Prof. Mirko Kovac is director of Laboratory of Sustainability Robotics at the Swiss Federal Laboratories for Materials Science and Technology (Empa) in Zürich and the Swiss Federal Insitute of Technology in Lausanne (EPFL). Before his appointment at EPFL he was full Professor at Imperial College London and still holds a honoary Professor position at Imperial. His research group focusses on the development of novel mobile robots for distributed sensing and autonomous manufacturing in complex natural environments. Prof. Kovac's particular specialisation is in robot design, hardware development and multi-modal sensor mobility. He was post-doctoral researcher at Harvard University and obtained his PhD at EPFL. He received his undergraduate degree in Mechanical Engineering from the Swiss Federal Institute of Technology in Zurich (ETHZ) in 2005. Since 2006, he has presented his work in more than 120 peer reviewed publications in leading conferences and journals, has won several best paper awards and has delivered over 150 keynote and invited lectures. He also regularly acts as advisor to government, investment funds and industry on robotics opportunities.

Lining Yao

Abstract

Morphing Matter for Ecological Restoration
Widespread ecosystem degradation demands scalable strategies for plant establishment, yet conventional seeding often fails in harsh environments where seeds are prone to desiccation or predation. To address this, this talk present a class of biodegradable, electronic-free machines composed of morphing matter that leverages "physical intelligence" to automate the seeding process. By harvesting green energy from environmental stimuli—such as humidity, temperature, and sunlight—these autonomous systems perform sophisticated tasks including timed launching, navigation into soil crevices, and self-burial. We showcase specific bio-inspired archetypes, such as hygroscopic self-drilling carriers that anchor seeds into the ground and sequentially degrading structures that provide early-stage care. By bridging biological insight with material engineering, this approach offers a low-impact, self-sufficient pathway to restore habitats at a planetary scale.

Bio

Lining Yao is an Assistant Professor of Mechanical Engineering at the University of California, Berkeley, where she directs the Morphing Matter Lab (morphingmatter.org).
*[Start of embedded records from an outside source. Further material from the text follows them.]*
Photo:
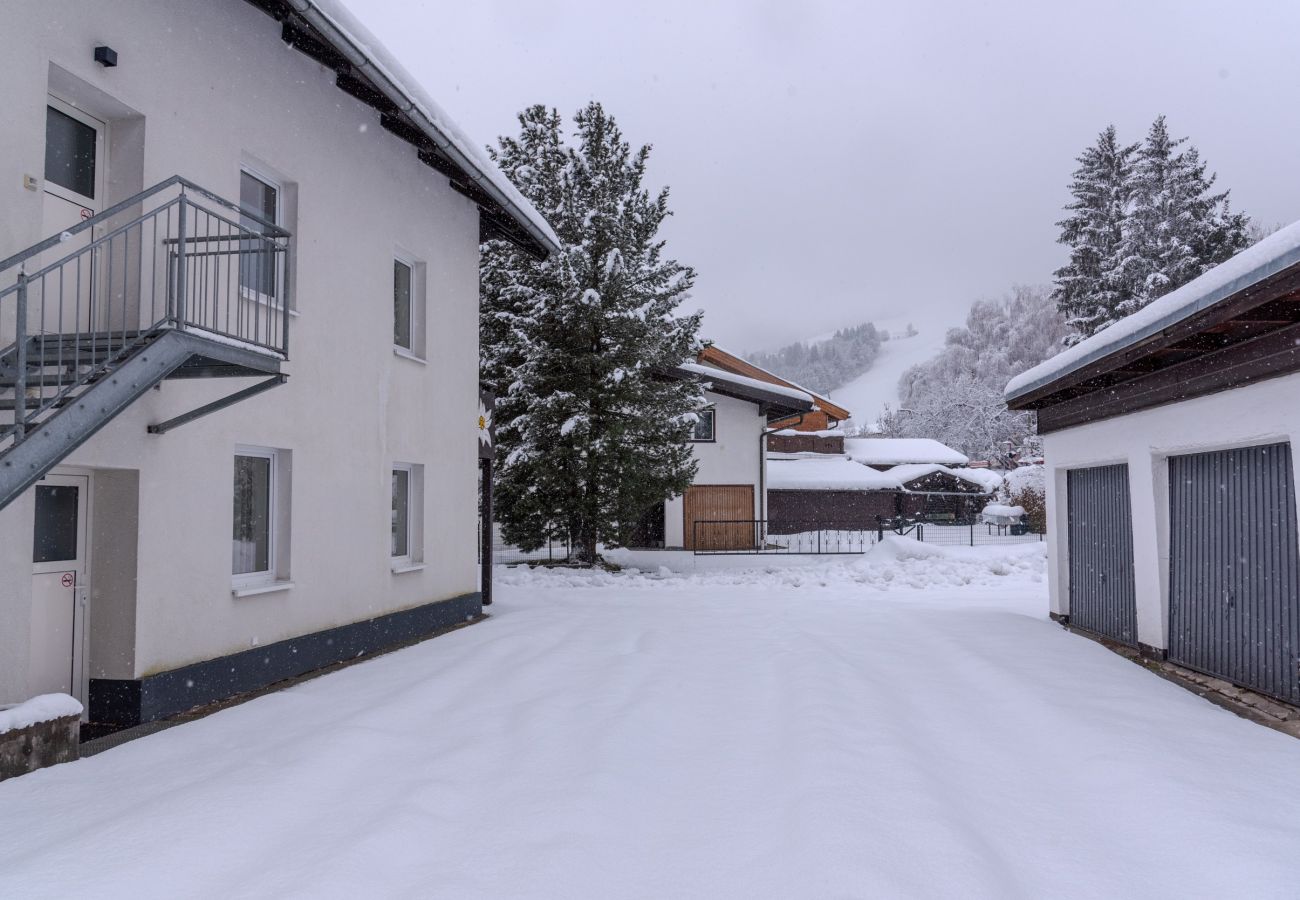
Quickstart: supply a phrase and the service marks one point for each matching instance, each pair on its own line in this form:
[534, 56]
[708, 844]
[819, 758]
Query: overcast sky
[836, 163]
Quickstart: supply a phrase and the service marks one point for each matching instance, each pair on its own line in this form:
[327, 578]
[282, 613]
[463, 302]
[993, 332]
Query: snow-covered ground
[906, 725]
[866, 396]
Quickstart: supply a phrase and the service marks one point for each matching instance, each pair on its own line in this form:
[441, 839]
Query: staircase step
[47, 379]
[9, 403]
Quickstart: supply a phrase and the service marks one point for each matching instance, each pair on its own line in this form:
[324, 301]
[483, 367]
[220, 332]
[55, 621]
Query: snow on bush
[44, 708]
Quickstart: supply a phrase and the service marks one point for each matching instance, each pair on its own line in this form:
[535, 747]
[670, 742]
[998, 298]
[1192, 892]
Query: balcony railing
[174, 256]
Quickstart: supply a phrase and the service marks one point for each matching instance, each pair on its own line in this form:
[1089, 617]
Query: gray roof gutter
[378, 74]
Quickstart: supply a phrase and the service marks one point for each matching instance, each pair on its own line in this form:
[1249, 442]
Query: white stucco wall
[1265, 412]
[733, 457]
[216, 86]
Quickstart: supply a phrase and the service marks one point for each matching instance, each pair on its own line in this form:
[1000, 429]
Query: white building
[329, 515]
[729, 445]
[1170, 480]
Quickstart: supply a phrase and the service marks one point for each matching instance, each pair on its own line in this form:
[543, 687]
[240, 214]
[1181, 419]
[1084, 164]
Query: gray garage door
[1234, 588]
[1101, 553]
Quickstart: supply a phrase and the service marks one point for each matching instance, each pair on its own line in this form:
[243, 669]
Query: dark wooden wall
[807, 510]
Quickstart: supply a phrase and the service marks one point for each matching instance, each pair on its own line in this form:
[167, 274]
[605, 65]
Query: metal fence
[757, 537]
[507, 554]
She also holds courtesy appointments with the Human-Computer Interaction Institute at Carnegie Mellon University. Dr. Yao’s research explores how active and morphing materials and structures can advance sustainable and responsive design for both planetary and human well-being. Her work spans the discovery of novel morphing mechanisms, the development of computational design and fabrication pipelines, and the creation of adaptive material systems that embed responsiveness into everyday life. Her projects have been supported by major funding agencies including an NSF CAREER Award, the Department of Defense MURI, and the NSF Growing Convergent Research (GCR) program, as well as several prestigious fellowships and chair appointments. She has published in Nature, Science Advances, and leading ACM venues, and her research has been featured in The New York Times, CNN, Wired, National Geographic, BBC, and other international media. Dr. Yao received her Ph.D. from the MIT Media Lab in 2017. Before joining UC Berkeley, she was a tenure-track faculty member at Carnegie Mellon’s Human-Computer Interaction Institute. She is co-founder of the MorphingMatter4Girls Initiative, a Wired UK Fellow, a board director of the 4D Printing Society, a core faculty member of the Berkeley Institute for Robot Design, and an appointed eco-design instructor with the United Nations Industrial Development Organization.